彼が大好きな鮮魚店のすぐ横を流れる川。この川を数km遡るところに調整池がある。周囲2km程度の池で、ぐるりと池の周りを周遊できる遊歩道がある。

彼は気持ちのいい気候な日、自由な時間ができるとその調整池に向かった。

調整池の周りには高い建物がなくて、日々生活している時には実感できない空の広さが感じられる。その場のもつ開放的な空気感に惹かれている。

正規の遊歩道(幅1mから1.5m程度の砂利道)から時折、脇道として藪の中に細く踏み固められた道を見かける。

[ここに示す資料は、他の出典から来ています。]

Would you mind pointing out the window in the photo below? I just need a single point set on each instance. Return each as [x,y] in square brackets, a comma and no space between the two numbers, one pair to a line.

いわゆる獣道。獣なんてほとんどおらず(猫くらいか)、モノ好きのランナーやバードウォッチャーなんかがよりワイルドな道を求めて分け入り、踏み固めてできた道だ。

正式な公園ではないし、駅から遠いし、正式な駐車場もないので、所謂ヨソから人がやってくる「お出かけスポット」ではない。

だから、台風一過の秋晴れの週末であっても人影ば疎らである。

ましてや獣道なんて、正規の遊歩道と比べて通る人の数は1/50程度だろう。とにかく誰も通らないし、どっぷりと池や木々に囲まれて、非日常な瞬間を楽しめる。

この場所が家の近所にあってよかった。

ちなみに、もちろん近所に海があれば最高だ。でも川や池や湖もいいなと再認識した。水面に映る空の景色を楽しめるから。